Supervised talking head forgery detection faces severe generalization challenges due to the continuous evolution of generators. By reducing reliance on generator-specific forgery patterns, self-supervised detectors offer stronger cross-generator robustness. However, existing research has mainly focused on building stronger detectors, while the discriminative capacity of trained detectors remains insufficiently exploited.

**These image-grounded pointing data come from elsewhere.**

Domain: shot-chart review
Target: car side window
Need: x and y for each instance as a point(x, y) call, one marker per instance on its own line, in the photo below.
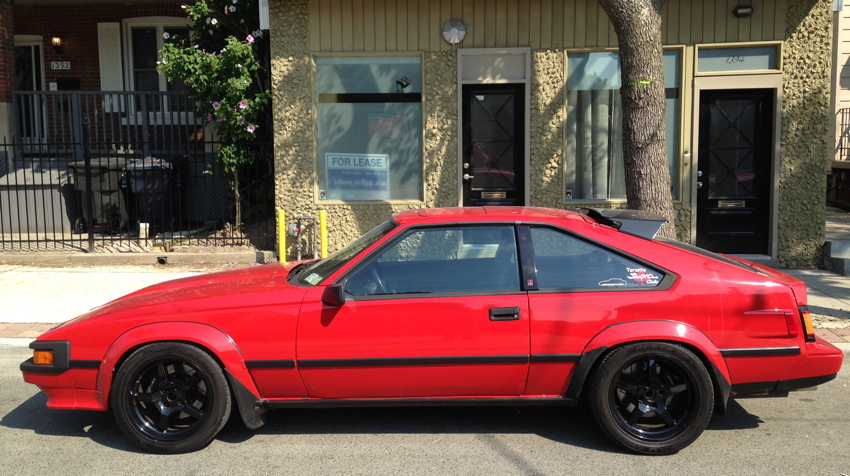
point(564, 261)
point(458, 259)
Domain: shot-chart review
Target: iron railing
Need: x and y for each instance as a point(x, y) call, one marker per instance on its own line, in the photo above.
point(843, 123)
point(123, 172)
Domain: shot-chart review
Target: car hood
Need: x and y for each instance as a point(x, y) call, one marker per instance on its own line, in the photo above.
point(236, 289)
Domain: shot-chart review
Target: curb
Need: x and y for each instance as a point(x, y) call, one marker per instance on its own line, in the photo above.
point(135, 258)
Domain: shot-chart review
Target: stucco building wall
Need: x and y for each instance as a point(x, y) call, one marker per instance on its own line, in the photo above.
point(805, 133)
point(804, 128)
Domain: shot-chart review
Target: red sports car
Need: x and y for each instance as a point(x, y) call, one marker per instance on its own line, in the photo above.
point(519, 306)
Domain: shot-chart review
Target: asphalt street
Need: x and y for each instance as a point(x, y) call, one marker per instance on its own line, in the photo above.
point(807, 433)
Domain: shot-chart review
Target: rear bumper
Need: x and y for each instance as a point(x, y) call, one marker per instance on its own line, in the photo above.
point(821, 364)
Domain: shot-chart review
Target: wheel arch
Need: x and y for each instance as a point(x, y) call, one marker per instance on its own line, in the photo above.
point(671, 332)
point(210, 339)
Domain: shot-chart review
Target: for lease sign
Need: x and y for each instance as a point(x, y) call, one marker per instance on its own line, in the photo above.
point(357, 176)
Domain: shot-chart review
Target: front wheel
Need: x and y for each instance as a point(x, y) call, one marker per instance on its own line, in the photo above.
point(652, 397)
point(170, 397)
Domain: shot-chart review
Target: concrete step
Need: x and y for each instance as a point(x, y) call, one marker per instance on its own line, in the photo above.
point(837, 256)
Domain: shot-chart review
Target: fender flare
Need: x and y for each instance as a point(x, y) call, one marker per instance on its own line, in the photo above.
point(657, 331)
point(211, 338)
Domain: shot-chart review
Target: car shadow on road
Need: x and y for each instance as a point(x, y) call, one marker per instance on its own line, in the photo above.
point(569, 426)
point(736, 418)
point(33, 415)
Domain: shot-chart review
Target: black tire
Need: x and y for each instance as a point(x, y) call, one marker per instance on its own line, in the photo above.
point(652, 397)
point(170, 397)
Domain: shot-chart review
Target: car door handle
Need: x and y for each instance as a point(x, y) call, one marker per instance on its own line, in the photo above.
point(504, 314)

In particular, for score-based self-supervised detectors, the limited discriminative ability on hard cases is often reflected in unreliable anomaly ordering, leaving room for further refinement. Motivated by this observation, we draw inspiration from the dual-system theory of human cognition and propose a Training-Free Dual-System (TFDS) framework to further exploit the latent discriminative capacity of existing score-based self-supervised detectors. TFDS treats anomaly-like scores as the basis of System-1, using lightweight threshold-based routing to partition samples into confident and uncertain subsets. System-2 then revisits only the uncertain subset, performing fine-grained evidence-guided reasoning to refine the relative ordering of ambiguous samples within the original score distribution. Extensive experiments demonstrate consistent improvements across datasets and perturbation settings, with the gains arising mainly from corrected ordering within the uncertain subset. These findings show that existing self-supervised talking head forgery detectors still contain underexploited discriminative cues that can be effectively unlocked through training-free dual-system reasoning.